Urban cycling is all the rage. It’s the fastest growing sector of the market and there’s a long way to go before the bubble bursts.

COMMENT: City cycling is super sexy…

That was brought home to me loud and clear on my family cycling holiday this summer.

We shipped three kids, five bikes, assorted pannier bags and a Burley luggage trailer to the Netherlands for ten days of cycling in Bicycle Nirvanna. The amount of utility cycling being done was simply staggering. Of course, the Netherlands is famously bike-friendly but cycling there is still expanding. There’s an urban bike boom going on, with more and more Dutch people taking to their country’s often superlative cycle lanes.

In the UK, I shout at our kids to watch out for fast-moving motorised traffic. In the Netherlands I was doling out the same sort of clucky advice, but this time I was warning about copious amounts of fast-moving cyclists, front and back. When we landed back in the UK, and cycled the eight miles back home on a Sustrans cycle path, the kids were able to veer and meander to their heart’s content: there just weren’t as many cyclists to worry about.

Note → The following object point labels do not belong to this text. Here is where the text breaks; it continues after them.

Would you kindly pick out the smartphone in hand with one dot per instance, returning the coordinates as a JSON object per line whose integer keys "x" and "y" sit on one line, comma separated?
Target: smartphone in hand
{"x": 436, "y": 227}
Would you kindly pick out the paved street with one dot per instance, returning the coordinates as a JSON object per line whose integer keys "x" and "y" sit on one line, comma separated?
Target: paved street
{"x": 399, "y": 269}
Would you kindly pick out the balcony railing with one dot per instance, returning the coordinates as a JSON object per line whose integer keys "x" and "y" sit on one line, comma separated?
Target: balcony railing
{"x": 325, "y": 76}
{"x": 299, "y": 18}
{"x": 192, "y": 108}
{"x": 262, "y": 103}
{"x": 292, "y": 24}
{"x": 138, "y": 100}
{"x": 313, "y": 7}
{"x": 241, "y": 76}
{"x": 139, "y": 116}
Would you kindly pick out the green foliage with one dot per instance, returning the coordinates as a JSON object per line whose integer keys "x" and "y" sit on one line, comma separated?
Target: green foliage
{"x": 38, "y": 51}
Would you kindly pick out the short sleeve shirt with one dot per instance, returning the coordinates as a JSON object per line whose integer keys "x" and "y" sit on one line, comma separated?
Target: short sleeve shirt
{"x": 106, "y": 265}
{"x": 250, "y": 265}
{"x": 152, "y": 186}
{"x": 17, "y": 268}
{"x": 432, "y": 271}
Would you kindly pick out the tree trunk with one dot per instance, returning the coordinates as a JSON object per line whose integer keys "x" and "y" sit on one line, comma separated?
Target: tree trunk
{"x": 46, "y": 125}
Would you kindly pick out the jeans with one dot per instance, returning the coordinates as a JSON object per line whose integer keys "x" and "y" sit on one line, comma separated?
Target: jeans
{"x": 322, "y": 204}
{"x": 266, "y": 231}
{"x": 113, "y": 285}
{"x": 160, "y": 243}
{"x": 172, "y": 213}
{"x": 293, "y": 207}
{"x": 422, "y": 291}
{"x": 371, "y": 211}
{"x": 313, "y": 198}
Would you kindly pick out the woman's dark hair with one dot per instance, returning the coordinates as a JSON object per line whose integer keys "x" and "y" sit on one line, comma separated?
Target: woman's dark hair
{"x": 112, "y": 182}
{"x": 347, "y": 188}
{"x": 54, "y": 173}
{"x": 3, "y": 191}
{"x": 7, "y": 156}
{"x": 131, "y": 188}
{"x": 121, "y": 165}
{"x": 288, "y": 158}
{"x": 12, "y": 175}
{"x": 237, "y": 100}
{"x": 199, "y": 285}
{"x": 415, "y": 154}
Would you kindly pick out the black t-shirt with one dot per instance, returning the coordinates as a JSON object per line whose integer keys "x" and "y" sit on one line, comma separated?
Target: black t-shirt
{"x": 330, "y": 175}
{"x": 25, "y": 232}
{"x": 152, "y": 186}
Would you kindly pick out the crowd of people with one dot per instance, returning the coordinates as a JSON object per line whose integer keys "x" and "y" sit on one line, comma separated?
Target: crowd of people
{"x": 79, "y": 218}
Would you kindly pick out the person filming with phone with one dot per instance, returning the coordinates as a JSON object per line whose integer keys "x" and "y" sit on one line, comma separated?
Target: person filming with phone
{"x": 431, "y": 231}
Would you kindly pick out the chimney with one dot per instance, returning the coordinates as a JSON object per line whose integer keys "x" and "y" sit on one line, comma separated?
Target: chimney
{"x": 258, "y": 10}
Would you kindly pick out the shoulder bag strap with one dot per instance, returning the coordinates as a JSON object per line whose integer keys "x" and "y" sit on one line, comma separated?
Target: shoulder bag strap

This means there’s a lot of room for growth in the UK. Sold a few fully-equipped hybrids of late? We’re barely scratching the surface. There’s a huge untapped market out there. Road bikes and MTBs are fine and dandy but what we need to see more of is sexy utility bikes. And boring ones, too: less likely to get nicked.

We need more Christiana-style child-carrying bikes, more Burrows Engineering 8-Freights, more Xtracycles, more Dutch-style roadsters, more electric bikes. And more city bike innovations. I think it’s fantastic that Orange is producing a belt drive city bike, and I wish them well.

But as well as a greater depth of product offerings and innovations, we need suppliers – and bike shops – to step up to the mark on advocacy issues. I tip my helmet to Trek in this regard. John Burke has seen the future, and it’s got two wheels.